La montée en puissance du commerce électronique, qui devrait afficher une croissance annuelle de 25% en Afrique, supérieur à la moyenne mondiale de 15 % selon un dernier rapport de McKinsey & Company, ouvre également de nouvelles perspectives pour Emirates SkyCargo. La compagnie investit dans des solutions sur mesure pour répondre à la demande croissante en logistique rapide et fiable.
Un marché complexe mais prometteur
Malgré ses ambitions, Emirates opère dans un contexte africain qui reste complexe. Moins de 10 % des aéroports du continent sont capables d’accueillir des appareils de grande capacité comme l’A380. Les coûts opérationnels, incluant des taxes élevées et le carburant cher, limitent la rentabilité des routes. En outre, les infrastructures vieillissantes et les réglementations fragmentées compliquent les opérations aériennes.
Cependant, les perspectives restent prometteuses. Selon l’Association du transport aérien international (IATA), le trafic passagers en Afrique devrait presque doubler d’ici 2035, passant de 134 millions en 2022 à 263 millions. Avec une croissance annuelle moyenne estimée à 5,1 %, cette progression sera soutenue par l’urbanisation rapide, l’expansion de la classe moyenne et le développement des échanges intra-africains. Toutefois, cette dynamique s’accompagne de défis structurels : des infrastructures aéroportuaires insuffisantes et une réglementation parfois contraignante freinent encore le plein essor de ce secteur stratégique.
Pour les Emirats, ces défis représentent autant d’opportunités. Le Marché unique du transport aérien africain (Mutaa), soutenu par l’Union africaine, pourrait transformer la connectivité régionale. “En harmonisant les réglementations et en facilitant les vols transfrontaliers, ce projet offrirait à Emirates et d’autres compagnies qui opèrent sur le continent un cadre favorable pour intensifier leurs collaborations locales et explorer des routes intra-africaines encore peu exploitées”, explique un consultant.

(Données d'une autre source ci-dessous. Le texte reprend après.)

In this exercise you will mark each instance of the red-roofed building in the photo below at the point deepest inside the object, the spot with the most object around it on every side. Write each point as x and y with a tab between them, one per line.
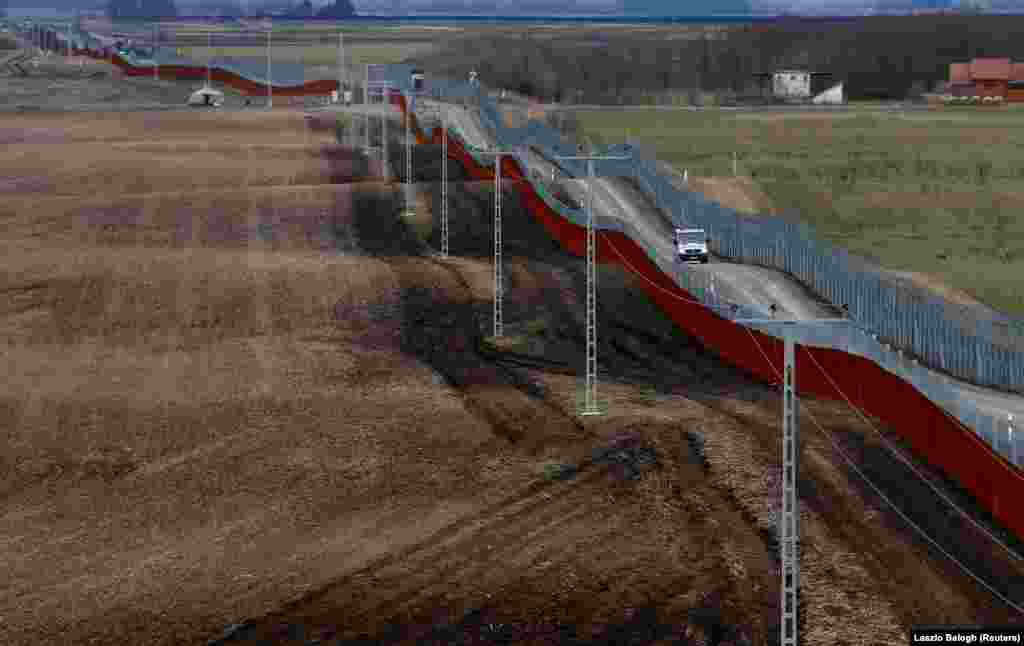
988	77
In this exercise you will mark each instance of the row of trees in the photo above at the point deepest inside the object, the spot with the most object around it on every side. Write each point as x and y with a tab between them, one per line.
151	9
141	9
884	57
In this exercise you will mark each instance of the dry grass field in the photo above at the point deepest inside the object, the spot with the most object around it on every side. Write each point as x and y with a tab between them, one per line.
240	391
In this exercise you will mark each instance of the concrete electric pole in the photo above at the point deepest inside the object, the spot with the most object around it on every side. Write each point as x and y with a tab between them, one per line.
156	68
590	392
790	521
443	183
342	75
269	82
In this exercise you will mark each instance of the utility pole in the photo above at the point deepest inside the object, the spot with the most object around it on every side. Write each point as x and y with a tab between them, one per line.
499	324
1010	437
443	183
156	67
269	84
209	56
590	394
409	147
384	165
341	65
790	521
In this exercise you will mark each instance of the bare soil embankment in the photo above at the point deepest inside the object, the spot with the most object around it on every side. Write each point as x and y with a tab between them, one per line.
288	412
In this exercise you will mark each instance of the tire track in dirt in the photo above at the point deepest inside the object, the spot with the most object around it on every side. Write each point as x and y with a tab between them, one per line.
507	514
847	509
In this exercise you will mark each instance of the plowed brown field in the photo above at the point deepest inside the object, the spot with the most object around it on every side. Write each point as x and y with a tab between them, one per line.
266	404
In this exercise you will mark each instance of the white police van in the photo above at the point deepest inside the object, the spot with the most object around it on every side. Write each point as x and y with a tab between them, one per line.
691	244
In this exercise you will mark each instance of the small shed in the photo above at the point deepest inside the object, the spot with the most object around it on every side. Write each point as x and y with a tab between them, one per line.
207	96
792	84
991	76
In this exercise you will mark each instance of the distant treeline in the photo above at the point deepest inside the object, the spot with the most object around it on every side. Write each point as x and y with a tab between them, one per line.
881	57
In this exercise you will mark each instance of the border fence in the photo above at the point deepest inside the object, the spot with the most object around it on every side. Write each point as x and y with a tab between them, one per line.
897	329
980	347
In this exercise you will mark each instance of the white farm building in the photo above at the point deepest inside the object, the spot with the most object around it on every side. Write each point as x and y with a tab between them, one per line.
792	84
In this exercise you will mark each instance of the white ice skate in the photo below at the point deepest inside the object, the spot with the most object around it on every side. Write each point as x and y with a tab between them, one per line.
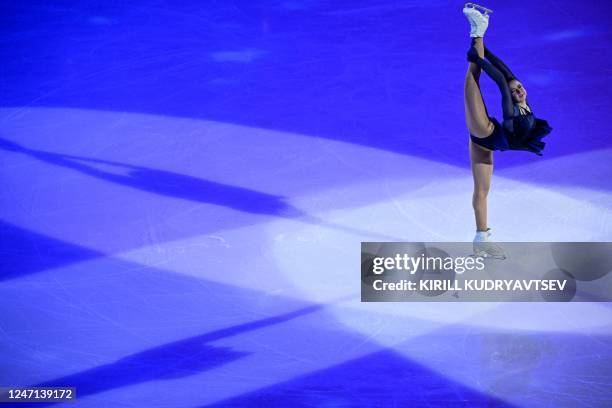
479	22
486	248
482	9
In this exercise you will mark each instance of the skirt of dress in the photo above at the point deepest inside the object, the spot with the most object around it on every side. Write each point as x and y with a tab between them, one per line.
501	139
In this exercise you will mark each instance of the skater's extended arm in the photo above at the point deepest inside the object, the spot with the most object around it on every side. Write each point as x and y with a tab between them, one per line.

L’Afrique représente également un terrain fertile pour l’expansion des investissements étrangers. Entre 2012 et 2022, les Émirats arabes unis (EAU) ont renforcé leur présence en Afrique, en devenant le quatrième investisseur sur le continent, avec des engagements total de 60 milliards de dollars, notamment dans les infrastructures, l’énergie et la logistique. En septembre 2023, ils ont annoncé un investissement de 4,5 milliards de dollars dans les énergies propres en Afrique. Emirates, en connectant les marchés africains aux centres financiers de Dubaï, agit comme un levier pour attirer ces capitaux. Selon une étude de 2018 par Infomineo, Dubaï abritait 45 sièges régionaux de multinationales pour le Moyen-Orient et l’Afrique, contre seulement 26 en Afrique. De plus, le nombre d’entreprises africaines enregistrées auprès de la Chambre de commerce de Dubaï a atteint plus de 32 000 à la fin de 2022.